In New Zealand, a pattern of high intraspecific mtDNA diversity in Northland and less to the south is found in the tree wētā Hemideina thoracica with a concordant decline in nucleotide diversity (π) southwards [21,71]. A number of other New Zealand forest species have a genetic signature of northern refugia, suggesting a similar response to climate shifts, including the stick insect Clitarchus hookeri [27], and giraffe weevil Lasicrhynchus barbicornis [72]. Genetic signatures of population expansion were not resolved in the cicada Kikihia cutora but three mtDNA clades were identified with distributions that closely match the north, west, east locations of the genetic groups within A. cruentata [73]. Interestingly, levels of intraspecific haplotype diversity are higher in all these examples, suggesting that population reductions during periods of inhospitable conditions were more intense in Acanthophlebia cruentata than these other endemic insects. Given the possibility that the time of population expansion for these different species was not concordant we cannot conclude that the processes involved were the same (Cf [73]).

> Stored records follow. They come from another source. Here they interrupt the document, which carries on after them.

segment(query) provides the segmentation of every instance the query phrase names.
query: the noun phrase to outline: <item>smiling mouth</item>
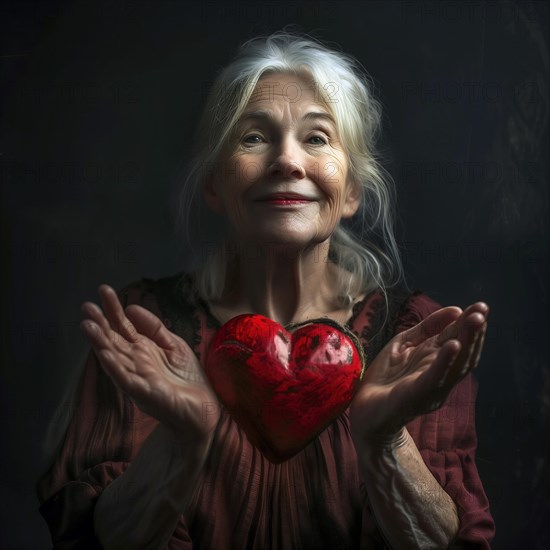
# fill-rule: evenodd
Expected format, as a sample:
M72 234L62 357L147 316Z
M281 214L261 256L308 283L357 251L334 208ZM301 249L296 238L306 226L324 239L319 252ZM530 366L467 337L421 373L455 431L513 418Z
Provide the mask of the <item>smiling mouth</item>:
M309 204L311 201L305 199L264 199L260 202L265 202L267 204L274 204L280 206L292 206L298 204Z
M308 199L301 195L270 195L269 197L264 197L258 199L257 202L264 202L273 205L299 205L299 204L308 204L312 202L312 199Z

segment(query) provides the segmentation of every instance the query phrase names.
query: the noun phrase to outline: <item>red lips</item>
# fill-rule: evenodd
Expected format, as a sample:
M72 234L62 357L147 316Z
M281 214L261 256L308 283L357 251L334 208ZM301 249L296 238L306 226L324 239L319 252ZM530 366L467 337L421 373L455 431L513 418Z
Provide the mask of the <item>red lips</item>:
M220 401L275 463L345 411L365 365L357 338L334 321L288 329L261 315L240 315L219 329L206 359Z
M258 202L293 202L293 203L307 203L312 202L314 199L307 197L305 195L300 195L299 193L292 192L281 192L281 193L272 193L270 195L265 195L257 199Z

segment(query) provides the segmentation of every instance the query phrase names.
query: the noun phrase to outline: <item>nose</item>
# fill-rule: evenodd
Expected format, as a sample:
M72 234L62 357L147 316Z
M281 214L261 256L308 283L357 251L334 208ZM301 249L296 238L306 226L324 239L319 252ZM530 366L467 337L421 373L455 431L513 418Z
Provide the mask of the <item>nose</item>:
M300 180L305 178L306 171L300 162L297 151L288 141L281 143L277 156L267 169L270 178Z

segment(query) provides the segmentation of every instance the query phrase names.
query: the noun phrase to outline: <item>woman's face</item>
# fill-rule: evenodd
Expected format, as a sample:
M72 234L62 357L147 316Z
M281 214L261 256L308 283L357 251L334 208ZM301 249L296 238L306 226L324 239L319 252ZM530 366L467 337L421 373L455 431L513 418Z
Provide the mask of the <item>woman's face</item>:
M356 212L335 121L307 78L261 78L233 136L205 193L238 241L305 247Z

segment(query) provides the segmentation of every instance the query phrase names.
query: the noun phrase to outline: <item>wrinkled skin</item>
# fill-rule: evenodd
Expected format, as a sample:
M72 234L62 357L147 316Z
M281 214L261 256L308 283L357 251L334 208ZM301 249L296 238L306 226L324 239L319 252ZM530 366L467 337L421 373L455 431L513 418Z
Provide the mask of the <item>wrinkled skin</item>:
M446 307L395 336L367 369L350 408L356 445L398 439L405 424L439 408L477 366L489 308Z
M99 292L103 310L84 303L81 327L105 372L145 413L176 432L185 427L207 437L219 407L204 414L204 404L217 398L191 348L145 308L124 310L111 287L101 285Z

Intraspecific size variation in stream insects generally correlates with sex and water temperature associated with latitude and elevation, with smaller winged, small bodied adults (of each sex) at warmer (northern) latitudes and lower elevation [59,74]. This is largely the case for Acanthophlebia cruentata, with smaller wings observed from warmer streams, but after accounting for sex and elevation, our models found no support for an effect of latitude. Adult size, measured here as forewing length, is greater in females and they also show stronger responses to other predictors of wing length than males. Wing length was greater at higher elevation as expected from the thermal equilibria hypothesis [59], but unexpectedly declined at the highest elevation sites. Maximum wing length was observed at a similar elevation for males and females (500 m and 460 m) but there are only five sample locations above this elevation (max 775 m) so it could be simply a ‘plateau’ effect. In females there was a significant decline in wing length through the flight season which is also expected from the thermal equilibrium hypothesis as later emerging mayflies would be exposed to higher temperatures during nymphal growth. The three geographical groups (regions defined by cytb haplotypes) are strongly confounded with these proxies for temperature. The populations in the east were sampled later in the flight season and also included sites at higher elevation, especially compared to the northern region; nevertheless haplotype region was a significant predictor of Acanthophlebia wing length even in competition with strong proxies for temperature and after accounting for sampling location effects. This significant effect of haplotype region in our data, hinting at a genetic difference between Acanthophlebia cruentata in the north, west and east, might be explained by founder effect on functional genes [75].

5. Conclusions

The mayfly Acanthophlebia cruentata has, in the context of endemic insects of Aotearoa–New Zealand, shallow lineage diversity. Nevertheless, we are able to identify from the distribution of genetic variation a spatial pattern of late Pleistocene age. We find signal for two, parallel, range expansions within the mtDNA data and an indication that adult mayfly size is linked to distinct, though shallow, regional haplotype clusters. Changing habitat availability associated with Pleistocene climate cycling provides the parsimonious explanation for this shallow population history but it is plausible that the Acanthophlebia lineage itself has a shallow ancestry in Aotearoa–New Zealand.